Orang nomor dua di Kabupaten Tangerang itu juga menegur Kesbangpol agar kebiasaan buruk keterlambatan tidak terus berulang. Terutama pada kegiatan yang melibatkan peserta didik.
Ia meminta seluruh Organisasi Perangkat Daerah (OPD) untuk menerapkan disiplin waktu secara konsisten.
“Jadi saya gak mau semua dinas, atau pesertanya jadi ikut-ikutan, melambatkan kegiatan. Itu gak baik buat anak-anak kita kedepannya,” tegasnya..
Ketua DPD Partai Golkar Kabupaten Tangerang tersebut menekankan, budaya disiplin waktu harus dibiasakan sejak dini, baik kepada pelajar maupun seluruh undangan.
“Siapa pun yang diundang dinas jam 10 itu harus mulai jangan membiasakan budaya jam 10 undangan dimulainya jam 12 atau jam 11,” ujarnya.

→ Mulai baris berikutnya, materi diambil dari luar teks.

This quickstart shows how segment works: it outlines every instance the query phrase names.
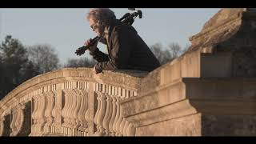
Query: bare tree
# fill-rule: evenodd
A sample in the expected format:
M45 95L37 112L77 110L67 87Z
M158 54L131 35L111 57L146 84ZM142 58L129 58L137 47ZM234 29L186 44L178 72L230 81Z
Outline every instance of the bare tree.
M68 59L64 67L94 67L96 62L94 59L89 59L87 58L80 59Z
M50 45L34 45L28 47L29 59L38 68L40 74L59 68L59 59Z
M182 47L176 42L169 44L168 50L172 59L178 58L182 54Z

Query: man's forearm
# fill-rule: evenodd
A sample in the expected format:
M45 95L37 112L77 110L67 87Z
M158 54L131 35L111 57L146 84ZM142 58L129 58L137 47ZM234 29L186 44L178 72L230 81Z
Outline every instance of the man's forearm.
M100 51L98 48L97 48L94 51L90 51L90 54L93 56L93 58L98 61L98 62L106 62L109 60L108 55Z

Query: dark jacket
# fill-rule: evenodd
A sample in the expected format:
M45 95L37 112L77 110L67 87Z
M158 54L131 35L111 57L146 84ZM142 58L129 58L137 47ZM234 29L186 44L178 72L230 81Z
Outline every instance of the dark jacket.
M99 71L118 69L152 71L160 66L158 60L131 26L114 21L110 26L107 42L109 54L101 52L98 48L90 53L98 62L95 68Z

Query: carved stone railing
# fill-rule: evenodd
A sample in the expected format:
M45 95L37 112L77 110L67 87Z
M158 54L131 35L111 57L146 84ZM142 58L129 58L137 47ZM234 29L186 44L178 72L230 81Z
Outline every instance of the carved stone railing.
M125 73L136 75L131 76ZM128 136L135 128L122 116L120 102L136 97L139 71L105 72L94 78L88 68L63 69L22 83L0 102L1 134L10 117L10 136L22 127L30 136ZM24 126L24 104L32 104Z
M222 9L150 73L62 69L0 102L2 136L256 135L256 10Z

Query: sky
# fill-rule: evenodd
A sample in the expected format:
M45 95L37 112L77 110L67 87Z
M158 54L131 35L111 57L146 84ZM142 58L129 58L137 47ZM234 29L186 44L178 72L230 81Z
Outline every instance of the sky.
M110 8L118 18L134 11ZM190 44L189 38L200 32L203 25L218 8L138 8L142 18L133 26L149 46L161 43L167 47L177 42L182 47ZM0 42L6 35L18 39L24 46L48 44L54 48L61 64L68 58L90 58L88 52L77 56L74 51L86 39L96 35L86 20L89 9L78 8L0 8ZM106 46L98 45L106 52Z

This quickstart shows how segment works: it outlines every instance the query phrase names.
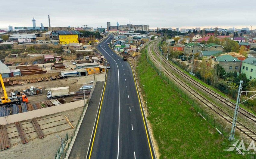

Intan berharap kedisiplinan waktunya dapat merubah persepsi publik jika agenda pemerintah daerah dalam berjalan sesuai jadwal.
Untuk mengantisipasi keterlambatan, agar perencanaan waktu keberangkatan peserta diperhitungkan dengan baik, terutama jika jarak tempuh cukup jauh.
“Kalau alasan jauh yang bisa dihitung jam keberangkatannya supaya sampai ke sini tepat jam 9. Saya gak mau ada persepsi acara pemda molor selalu,” tandasnya.
Sosialisasi ini melibatkan siswa-siswi SMA/SMK di Kabupaten Tangerang bertujuan menumbuhkan sikap toleran, cinta damai, dan berwawasan.
Dalam surat undangan yang diperoleh, dimana panitia meminta pihak sekolah mengirimkan peserta didik yang membutuhkan arahan dan pengawasan yang lebih intensif dan termasuk guru pendamping.
“Yang kita undang 200 siswa dengan gurunya dari 109 SMA/SMK. Jadi dua orang dari siswanya satu guru pendampingnya,” kata Sekretaris Badan Kesbangpol Kabupaten Tangerang, Encep Sahayat.
Encep menegaskan, kegiatan tersebut akan dilakukan bertahap dan nanti akan menyasar ke siswa SMP.
Terkait sorotan Wabup Tangerang acara tersebut, Encep mengakui adanya keterlambatan dimulainya kegiatan tersebut disebabkan kedatangan para siswa yang tidak datang secara serentak.
“Ya memang harusnya jam 9 karena kedatangannya para siswa datangnya serentak. Jadi agak mundur acaranya,” katanya.